„Die Zeit ist aus den Fugen …“: Hamlet und die Panzerlogik

Es ist der 25. Jänner 2023. In Berlin gibt der deutsche Bundeskanzler dem Druck von verschiedenster Seite nach und schaltet die Ampel auf Grün für die Lieferung von deutschen Leopard 2-Kampfpanzern in den Krieg in der Ukraine. Der antimilitärische Damm ist längst schon brüchig geworden. Panzerlogik. Kriegslogik. Seit fast einem Jahr tragen die westlichen Länder dazu bei, immer neues Öl ins Kriegsfeuer zu gießen.

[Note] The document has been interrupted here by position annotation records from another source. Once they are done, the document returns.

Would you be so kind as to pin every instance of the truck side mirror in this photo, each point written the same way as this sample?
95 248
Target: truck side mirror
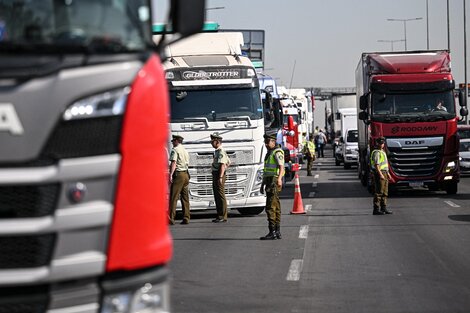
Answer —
462 100
363 102
463 111
187 19
363 116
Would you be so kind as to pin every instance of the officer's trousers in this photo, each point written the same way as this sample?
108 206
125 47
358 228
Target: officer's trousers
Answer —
179 189
380 191
219 195
273 204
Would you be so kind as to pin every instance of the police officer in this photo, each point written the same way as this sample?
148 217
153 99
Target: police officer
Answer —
379 166
179 179
272 184
219 176
309 152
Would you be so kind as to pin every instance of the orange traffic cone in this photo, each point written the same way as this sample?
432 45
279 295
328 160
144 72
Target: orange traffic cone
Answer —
298 207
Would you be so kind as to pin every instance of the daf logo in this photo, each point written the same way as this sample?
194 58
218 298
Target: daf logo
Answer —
9 120
414 142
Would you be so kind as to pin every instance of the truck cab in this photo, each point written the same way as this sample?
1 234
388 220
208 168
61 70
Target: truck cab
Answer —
349 148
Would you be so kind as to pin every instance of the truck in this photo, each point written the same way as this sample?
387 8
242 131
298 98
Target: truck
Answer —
214 88
345 126
83 169
397 96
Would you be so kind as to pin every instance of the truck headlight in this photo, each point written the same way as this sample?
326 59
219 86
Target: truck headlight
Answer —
147 299
109 103
450 167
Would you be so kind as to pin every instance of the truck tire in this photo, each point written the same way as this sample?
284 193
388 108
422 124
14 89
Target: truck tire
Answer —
451 188
251 211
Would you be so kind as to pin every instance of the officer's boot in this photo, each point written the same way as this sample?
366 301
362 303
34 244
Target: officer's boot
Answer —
271 235
278 231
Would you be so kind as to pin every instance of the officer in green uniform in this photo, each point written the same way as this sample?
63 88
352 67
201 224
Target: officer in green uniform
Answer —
219 176
272 184
309 151
179 179
379 166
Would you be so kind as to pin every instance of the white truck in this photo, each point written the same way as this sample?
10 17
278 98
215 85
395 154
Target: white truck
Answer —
345 119
214 88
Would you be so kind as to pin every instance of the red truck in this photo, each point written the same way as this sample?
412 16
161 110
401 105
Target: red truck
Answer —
83 130
408 98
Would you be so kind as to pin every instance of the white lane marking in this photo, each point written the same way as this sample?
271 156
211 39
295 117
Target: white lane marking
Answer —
294 270
452 204
303 232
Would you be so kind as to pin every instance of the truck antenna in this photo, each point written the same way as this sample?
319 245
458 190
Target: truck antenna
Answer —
292 77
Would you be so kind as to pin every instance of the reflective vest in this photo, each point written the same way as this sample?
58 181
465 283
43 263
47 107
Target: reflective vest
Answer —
270 163
383 162
310 147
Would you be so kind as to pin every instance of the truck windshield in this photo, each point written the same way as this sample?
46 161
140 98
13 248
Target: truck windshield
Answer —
216 105
103 26
427 106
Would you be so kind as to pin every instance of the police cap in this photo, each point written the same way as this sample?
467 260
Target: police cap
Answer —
216 136
177 137
380 140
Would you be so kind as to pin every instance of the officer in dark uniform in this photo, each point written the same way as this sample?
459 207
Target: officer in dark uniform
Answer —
272 184
379 166
220 164
179 179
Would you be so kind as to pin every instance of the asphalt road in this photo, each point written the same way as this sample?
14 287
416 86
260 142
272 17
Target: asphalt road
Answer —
337 257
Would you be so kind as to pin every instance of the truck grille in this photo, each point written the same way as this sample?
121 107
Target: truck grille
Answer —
415 162
229 191
24 299
26 251
197 159
78 138
236 185
82 138
28 201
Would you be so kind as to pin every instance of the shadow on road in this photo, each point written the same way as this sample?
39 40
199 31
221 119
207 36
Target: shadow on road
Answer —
460 218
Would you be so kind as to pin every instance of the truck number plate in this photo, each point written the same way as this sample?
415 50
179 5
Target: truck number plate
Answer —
416 184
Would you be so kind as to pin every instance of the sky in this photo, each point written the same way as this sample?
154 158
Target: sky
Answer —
324 39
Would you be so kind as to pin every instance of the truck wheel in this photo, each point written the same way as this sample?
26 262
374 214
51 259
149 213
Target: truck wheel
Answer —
451 189
251 211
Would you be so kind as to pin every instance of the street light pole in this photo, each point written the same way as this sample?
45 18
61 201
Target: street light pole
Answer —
427 25
391 42
404 20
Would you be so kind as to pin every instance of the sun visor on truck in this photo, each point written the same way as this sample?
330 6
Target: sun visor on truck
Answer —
381 87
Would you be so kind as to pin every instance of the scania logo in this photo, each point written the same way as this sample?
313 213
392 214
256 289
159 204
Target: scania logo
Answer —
413 142
9 120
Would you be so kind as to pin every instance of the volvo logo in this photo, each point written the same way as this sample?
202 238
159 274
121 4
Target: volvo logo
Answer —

Als nächstes fordert der ukrainische Präsident nun Kampfpanzer und Kampfflugzeuge. Sein Kriegsziel ist klar: Die ganze Ukraine soll von den russischen Invasoren „befreit“ werden.

„The time is out of joint …“ ist ein Zitat aus Hamlet, dem wohl bekanntesten Schauspiel der Weltliteratur. Von einer „Zeitenwende“ wurde zuletzt oft gesprochen und geschrieben. Erderhitzung mit extremen Konsequenzen für Millionen Menschen – jetzt schon! In diesem Kontext Kriege und sich nochmals verstärkende Migrationsbewegungen bzw. Fluchtsituationen. Artensterben, Energiekrise, hohe Inflation, Teuerungen und Verarmungserscheinungen in der Bevölkerung.

Es ist der 25. Jänner 2023. Im Innsbrucker Landestheater wird „Hamlet“ von William Shakespeare aufgeführt. Die Handlung ist vertraut. Es ist eine Tragödie, in der es um Rache und Vergeltung geht, die eine blutige und vernichtende Spirale von Gewalt und Gegengewalt in Bewegung setzen. Der Prinz von Dänemark zählte in meiner Schulzeit noch zur Pflichtlektüre. Schon mehrmals habe ich seither Hamlet gesehen. Diesmal ist es, als würde ich im „Großen Haus“ des Landestheaters ein Zuspitzung der täglichen Nachrichten sehen oder besser, als hätte Shakespeare schon vor 400 Jahren die Grundstrukturen der „Banalität des Bösen“ aufgedeckt, die Menschen und ganze Staaten auch in der Jetztzeit in den Abgrund führt. Die Bühne im Landestheater gleicht einem Schachbrett, das immer mehr zu einer schiefen Ebene wird, auf der die Figuren ihrem Schicksal entgegengeführt werden und schließlich in den Abgrund hinunterkollern. Es ist der Geist der Rache, dem sie folgen.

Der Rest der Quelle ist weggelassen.